Thursday Nov 21

hoppenthaler Other than Margaret Atwood and Michael Ondaatje, maybe Christian Bök or, yes, Leonard Cohen, our neighbor poets to the north are not so well known in the U.S.A. Our U.S.A.-centric tendencies aside, to be fair, with so may phenomenal poets from the United States to discover and of whom to keep track, it's hard to do much else. Yet, there are many wonderful Canadian poets, and I've been trying to feature these writers as I myself become aware of them. Looking to past episodes of A Poetry Congeries, I've been lucky enough to present to our readers such talents as Sue Goyette,  John B. Lee, Patrick Lane, Nick Thran, Mary Dalton, and Dennis Cooley.
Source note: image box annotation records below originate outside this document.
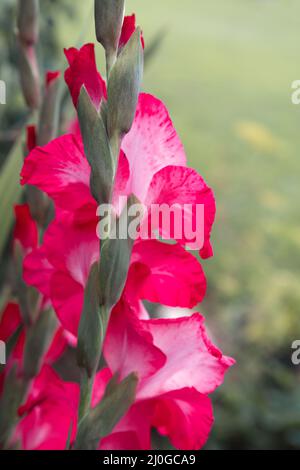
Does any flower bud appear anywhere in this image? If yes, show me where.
[77,86,114,204]
[95,0,124,54]
[107,28,143,157]
[99,195,139,311]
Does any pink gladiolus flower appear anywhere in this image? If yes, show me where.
[119,14,145,49]
[13,204,38,253]
[65,44,107,109]
[15,308,234,450]
[21,93,215,258]
[24,212,206,335]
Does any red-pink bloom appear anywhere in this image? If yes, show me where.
[21,93,215,258]
[100,309,234,450]
[65,44,107,109]
[45,70,60,88]
[15,308,234,450]
[119,13,145,49]
[13,204,38,253]
[24,212,206,335]
[12,366,79,450]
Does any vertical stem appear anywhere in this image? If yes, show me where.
[78,369,95,423]
[105,50,117,78]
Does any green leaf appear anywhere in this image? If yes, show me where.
[77,263,108,377]
[78,86,115,204]
[23,309,57,379]
[37,71,61,146]
[99,196,139,310]
[107,28,144,156]
[0,127,24,256]
[74,374,138,450]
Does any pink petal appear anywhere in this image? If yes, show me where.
[99,401,154,450]
[23,246,54,299]
[138,313,235,399]
[152,388,213,450]
[0,302,21,342]
[13,366,79,450]
[45,70,60,88]
[145,166,216,258]
[21,134,96,211]
[65,44,107,109]
[126,240,206,308]
[104,301,166,380]
[119,14,145,49]
[26,125,36,152]
[13,204,38,252]
[122,93,186,202]
[24,213,99,335]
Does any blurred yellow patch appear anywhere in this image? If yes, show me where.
[235,121,281,153]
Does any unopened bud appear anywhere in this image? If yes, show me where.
[95,0,124,53]
[107,28,143,156]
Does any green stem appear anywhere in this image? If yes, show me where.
[78,369,95,423]
[105,51,117,82]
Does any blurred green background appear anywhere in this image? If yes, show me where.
[0,0,300,449]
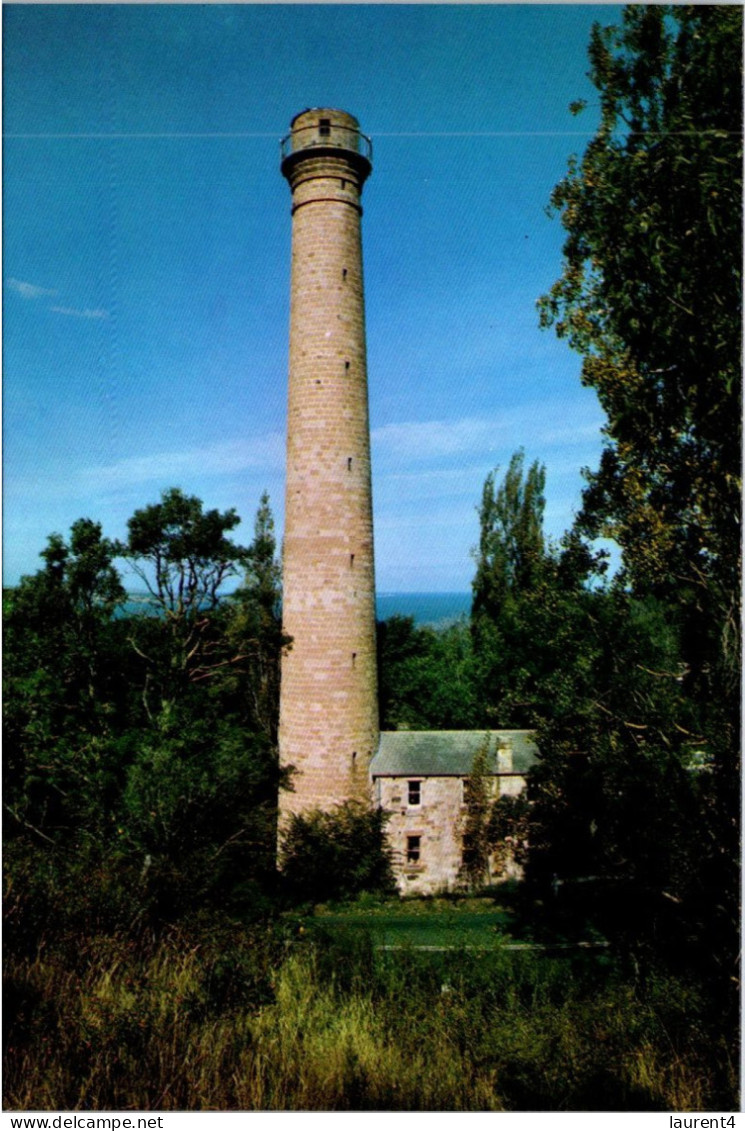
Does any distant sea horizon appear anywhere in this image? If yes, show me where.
[122,590,471,628]
[375,592,471,628]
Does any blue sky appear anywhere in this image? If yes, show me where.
[3,5,620,592]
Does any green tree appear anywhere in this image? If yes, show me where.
[460,735,491,888]
[471,450,546,622]
[540,5,743,693]
[118,487,248,719]
[280,801,395,903]
[3,518,125,844]
[538,5,743,976]
[378,615,479,731]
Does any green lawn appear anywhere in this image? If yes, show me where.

Last month, at a conference at Bridgewater University in western Virginia, I was lucky enough to meet one of the fine young poets writing in Canada today, Jenna Butler. You'll tell, from the interview, that she is smart, engaged, and able to articulate her aesthetic vividly; you will find, in her poems, a voice that is both traditional and fresh, and deeply at home in the Canadian plains. She has agreed to guest-edit a feature of Canadian poets for us in the future, and we are thrilled about it and look forward to making more discoveries among the poets beyond the border. There's more up there of value to us than oil sands.